Finding no sign of any hostile force, they mounted up their quad bikes to do a three-sixty-degree recce. They moved in to the airfield and were just about to turn across the airstrip itself when all hell let loose. A hidden force of Iraqis had spotted the small British force. Worse still, they were equipped with heavy machine-guns, plus vehicles.
The Squadron’s Honda quad bikes could really shift, and one of the team had his machine airborne for several seconds as they powered out of there. But the Iraqis were no slouches. They chased the British vehicles with fierce tracer fire, hosing down the escape routes with long blasts from their heavy weapons. Others mounted up their vehicles and prepared to follow. They were using Toyota-type 4WDs – powerful, fast and highly manoeuvrable – and each was equipped with a mounted machine-gun.
As fast as the quad bikes were, right now they had a hunter force coming after them that was only marginally slower and by which they were heavily outgunned. The four M Squadron operators were armed only with their personal weapons – Diemaco Colt 7.62mm assault rifles, plus their pistols. They had no firepower to engage the Iraqis, let alone the range.
Timms led his team towards the open desert, where he planned to call in a Chinook to lift them out, but the Iraqis seemed well aware of the British soldier’s intentions.
Each of M Squadron’s Land Rovers was kitted out with a fixed radio antenna, one that resembled a horizontal crucifix and via which it was possible to call in a rescue force while on the move. But
not the quads. The quad-borne force carried a satcom – an encrypted radio satellite communications system, one that the enemy would be hard-pressed to intercept. But the satcom worked on ‘spider antennae’, a Christmas-tree-like latticework that took time to erect and yet more time to find enough satellites to be serviceable. And each time the four-man force stopped to erect the kit and make a satcom call, the enemy were quickly onto them.
No sooner had they gone static and called through a set of coordinates for a hot extraction – a helo pick-up under threat of enemy attack – than the first bursts of enemy fire would come slamming into their position. Repeatedly, the four men were forced to mount up their quads and bug out, to try to get some distance between themselves and their pursuers, before repeating the process all over again.
They did this several times as they were hunted across the desert, and each time the hot-extraction point had to be abandoned. By the approach of first light the blokes were running low on fuel and ammo, not to mention options. By now they were pretty much surrounded by the Iraqi hunter force, and about to lose the cover of darkness.

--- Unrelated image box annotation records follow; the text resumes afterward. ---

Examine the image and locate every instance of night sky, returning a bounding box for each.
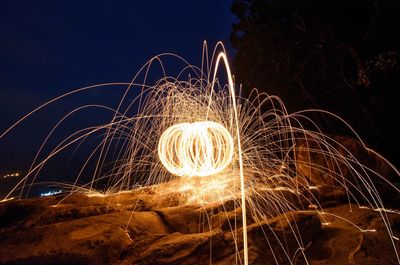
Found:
[0,0,234,194]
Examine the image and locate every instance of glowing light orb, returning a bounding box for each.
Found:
[158,121,234,177]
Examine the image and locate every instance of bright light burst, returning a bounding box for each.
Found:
[158,121,234,177]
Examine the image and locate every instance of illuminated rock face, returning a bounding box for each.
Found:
[158,121,234,177]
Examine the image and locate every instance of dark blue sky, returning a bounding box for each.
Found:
[0,0,234,177]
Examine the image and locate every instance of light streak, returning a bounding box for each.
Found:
[0,41,400,265]
[158,121,234,177]
[40,190,63,197]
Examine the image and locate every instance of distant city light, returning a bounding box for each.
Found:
[40,190,62,197]
[3,172,20,179]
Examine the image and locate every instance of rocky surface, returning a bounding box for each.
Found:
[0,138,400,265]
[0,185,400,265]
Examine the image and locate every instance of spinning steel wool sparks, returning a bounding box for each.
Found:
[0,44,400,265]
[158,121,234,177]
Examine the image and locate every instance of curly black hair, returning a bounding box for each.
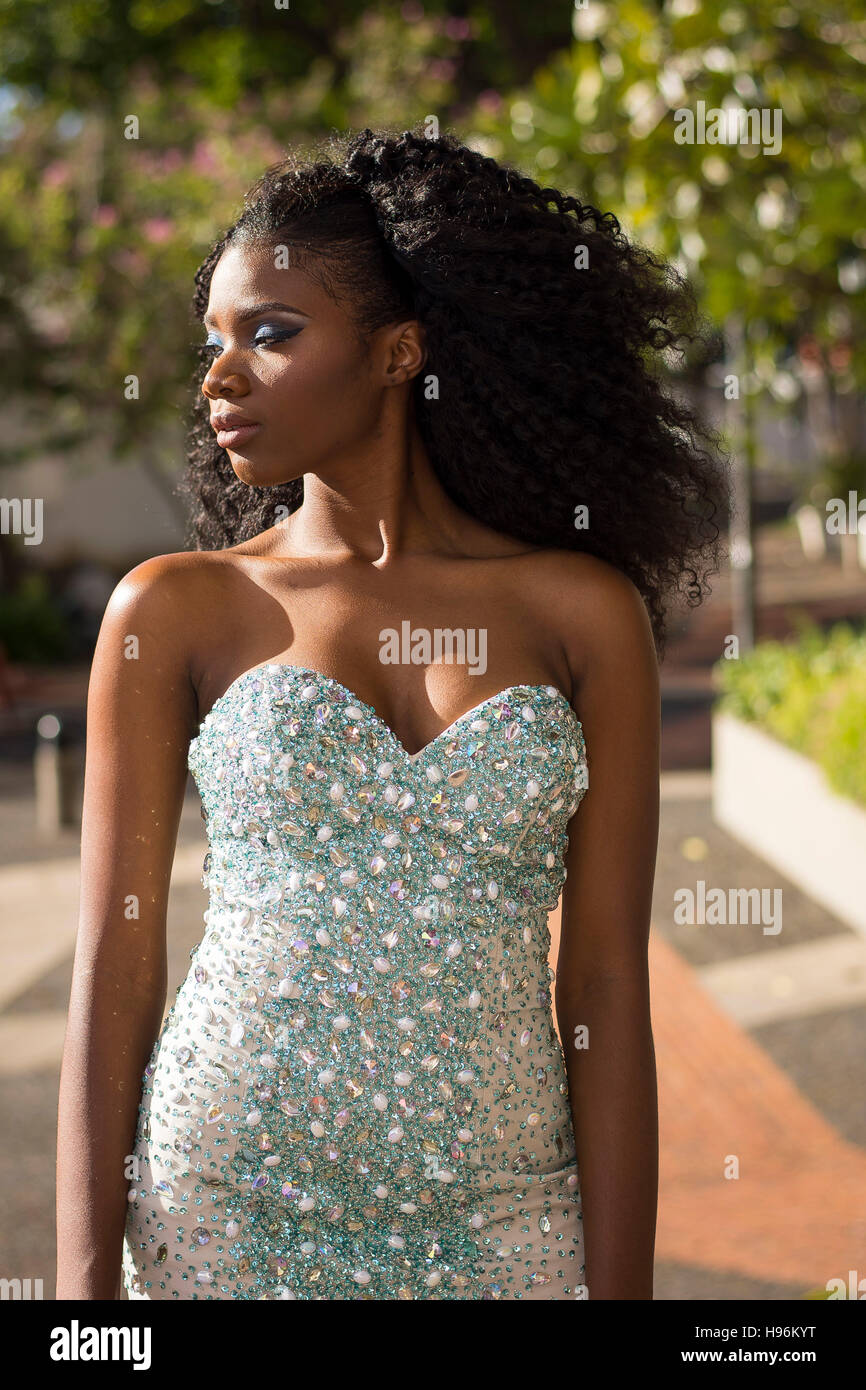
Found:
[181,129,728,651]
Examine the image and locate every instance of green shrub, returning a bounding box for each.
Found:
[716,623,866,806]
[0,574,68,663]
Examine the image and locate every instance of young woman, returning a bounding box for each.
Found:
[57,131,724,1300]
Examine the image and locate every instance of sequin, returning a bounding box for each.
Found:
[124,664,588,1300]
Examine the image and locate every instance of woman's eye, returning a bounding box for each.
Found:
[202,328,300,357]
[253,328,300,348]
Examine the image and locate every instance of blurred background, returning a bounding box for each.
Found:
[0,0,866,1300]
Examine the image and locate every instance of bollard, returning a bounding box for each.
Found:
[33,714,78,835]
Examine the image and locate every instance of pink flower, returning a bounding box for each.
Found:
[445,15,473,39]
[192,140,217,174]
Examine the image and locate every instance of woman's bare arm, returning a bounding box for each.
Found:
[57,556,196,1298]
[556,558,659,1300]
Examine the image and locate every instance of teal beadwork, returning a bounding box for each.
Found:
[122,663,588,1300]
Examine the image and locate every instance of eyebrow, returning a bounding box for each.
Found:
[202,299,310,328]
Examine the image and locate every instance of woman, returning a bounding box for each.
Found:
[58,131,723,1300]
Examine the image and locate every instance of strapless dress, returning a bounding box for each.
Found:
[122,663,588,1300]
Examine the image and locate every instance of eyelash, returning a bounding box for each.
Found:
[200,328,300,357]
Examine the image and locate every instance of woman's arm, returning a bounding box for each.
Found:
[556,558,659,1300]
[57,556,196,1298]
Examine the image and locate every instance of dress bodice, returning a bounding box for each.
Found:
[125,664,588,1298]
[189,664,588,927]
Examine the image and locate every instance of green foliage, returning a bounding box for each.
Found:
[716,623,866,806]
[0,574,70,663]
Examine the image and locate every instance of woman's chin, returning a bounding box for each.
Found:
[227,450,303,488]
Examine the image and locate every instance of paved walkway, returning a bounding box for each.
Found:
[0,774,866,1300]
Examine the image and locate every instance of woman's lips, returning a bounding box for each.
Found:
[217,424,261,449]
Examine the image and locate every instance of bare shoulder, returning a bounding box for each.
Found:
[517,550,656,685]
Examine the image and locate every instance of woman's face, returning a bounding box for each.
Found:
[202,246,411,488]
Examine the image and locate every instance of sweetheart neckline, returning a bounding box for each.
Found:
[189,662,584,763]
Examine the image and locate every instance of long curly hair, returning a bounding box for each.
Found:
[179,129,728,651]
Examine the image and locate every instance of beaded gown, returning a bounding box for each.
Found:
[122,664,588,1300]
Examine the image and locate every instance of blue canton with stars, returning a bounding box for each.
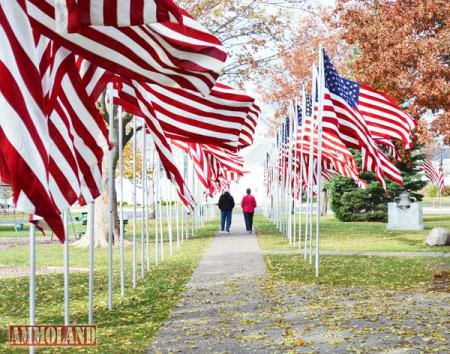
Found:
[305,94,312,117]
[297,105,303,127]
[323,51,359,108]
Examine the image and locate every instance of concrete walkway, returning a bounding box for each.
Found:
[263,250,450,257]
[149,215,283,353]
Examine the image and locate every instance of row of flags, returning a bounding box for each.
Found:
[0,0,260,240]
[421,151,445,195]
[265,50,416,197]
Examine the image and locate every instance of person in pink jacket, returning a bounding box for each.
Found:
[241,188,256,234]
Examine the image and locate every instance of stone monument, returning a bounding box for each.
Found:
[386,192,424,230]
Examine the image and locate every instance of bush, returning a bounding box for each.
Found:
[325,145,426,222]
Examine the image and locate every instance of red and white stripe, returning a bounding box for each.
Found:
[322,87,403,189]
[26,0,227,94]
[115,78,260,149]
[0,0,64,240]
[421,158,445,193]
[40,42,108,209]
[55,0,183,32]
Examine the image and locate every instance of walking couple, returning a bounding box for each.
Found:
[218,188,256,234]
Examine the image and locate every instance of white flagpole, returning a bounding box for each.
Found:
[63,210,70,326]
[153,151,160,266]
[166,185,173,256]
[291,100,298,247]
[304,65,316,264]
[88,201,95,324]
[117,106,125,297]
[132,117,137,288]
[28,222,36,354]
[175,154,180,249]
[315,45,325,277]
[141,124,147,279]
[298,86,306,252]
[145,143,151,272]
[286,102,293,244]
[108,94,114,310]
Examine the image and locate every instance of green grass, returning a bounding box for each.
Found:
[265,255,450,290]
[255,216,450,288]
[0,221,217,353]
[255,215,450,252]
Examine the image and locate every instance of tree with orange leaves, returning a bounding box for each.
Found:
[261,7,349,127]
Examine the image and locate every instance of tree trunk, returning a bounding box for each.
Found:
[75,102,133,247]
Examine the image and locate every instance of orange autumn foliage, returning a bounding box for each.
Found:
[335,0,450,143]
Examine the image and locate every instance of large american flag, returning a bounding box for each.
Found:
[0,0,259,240]
[421,153,445,193]
[323,52,403,189]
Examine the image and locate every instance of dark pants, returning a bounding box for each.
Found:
[244,213,254,231]
[220,210,232,231]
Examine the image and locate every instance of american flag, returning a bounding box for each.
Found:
[421,154,444,193]
[23,0,227,94]
[323,52,403,189]
[438,151,445,194]
[55,0,183,32]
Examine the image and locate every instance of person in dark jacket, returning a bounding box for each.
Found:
[218,191,234,233]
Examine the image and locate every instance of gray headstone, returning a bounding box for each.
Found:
[425,227,450,246]
[386,202,424,230]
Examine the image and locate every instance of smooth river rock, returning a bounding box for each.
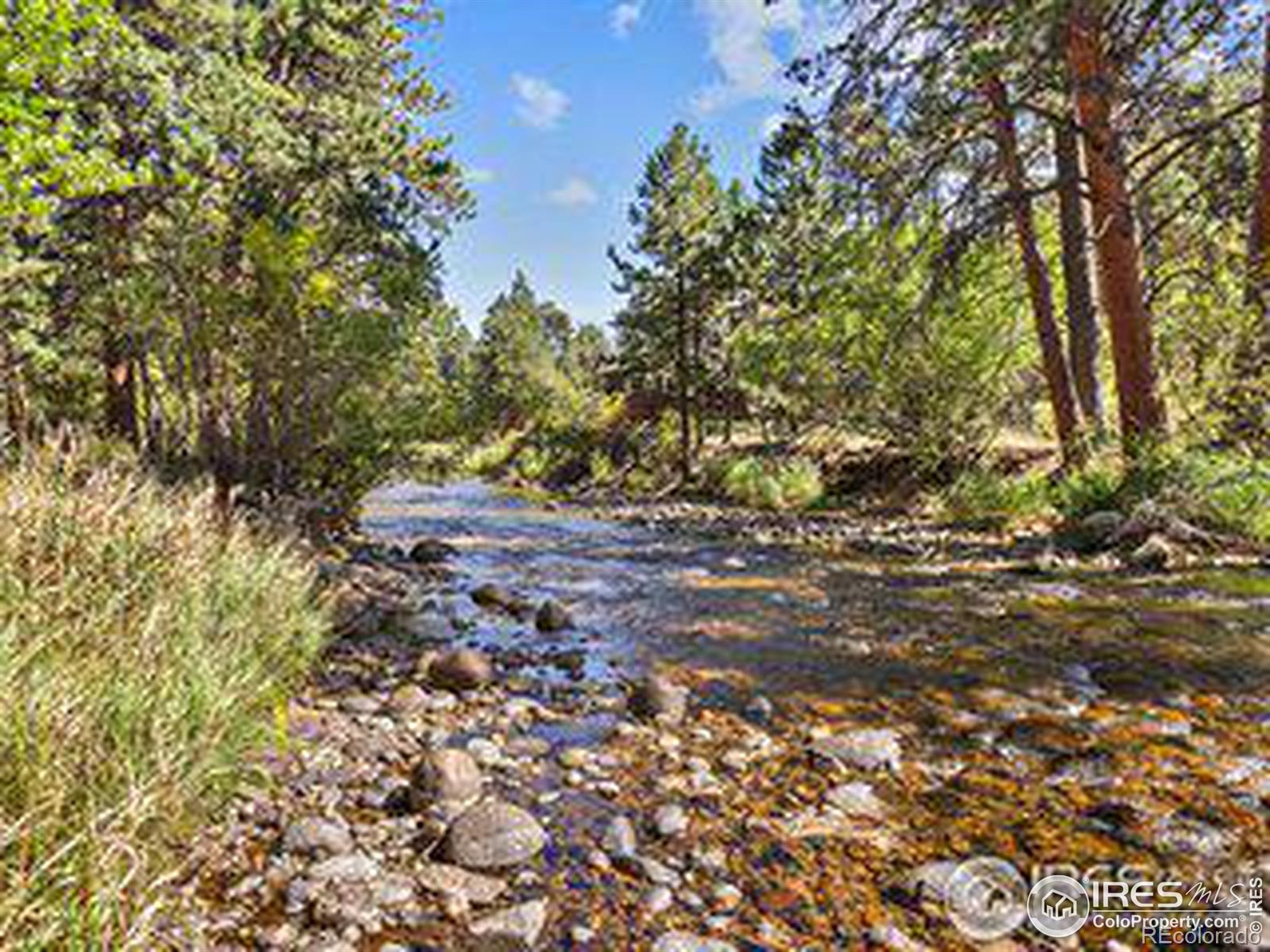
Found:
[652,931,737,952]
[410,747,484,810]
[629,674,688,722]
[811,727,902,770]
[470,899,548,948]
[428,647,494,690]
[442,800,548,869]
[533,599,573,632]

There was one upside. In the last few minutes they’d managed to get an American F15 warplane – call-sign Irish – flying top cover for them.
But the battle space below was so confusing, with vehicles charging about in all directions, that the F15 pilot refused to carry out any air strikes, for fear of hitting the quad-bike team. The one thing he could do in all safety was to get a laser onto the British force, so that the rescue Chinook could lock onto the hot point of the laser beam – the spot where it bounced back from the ground – and home in on that for the pick-up.
As the helo headed in with its tail ramp already lowered, it was audible from many miles out and the dust thrown up by its flight left a telltale trail. It powered across the desert towards the quad team’s position, but so too did the Iraqi hunter force. They were drawn in by the Chinook’s flight path, and were closing fast. Just as the giant helo put down, the enemy guns opened up, the Iraqis firing from their Toyotas as they wove at breakneck speed through the desert sands.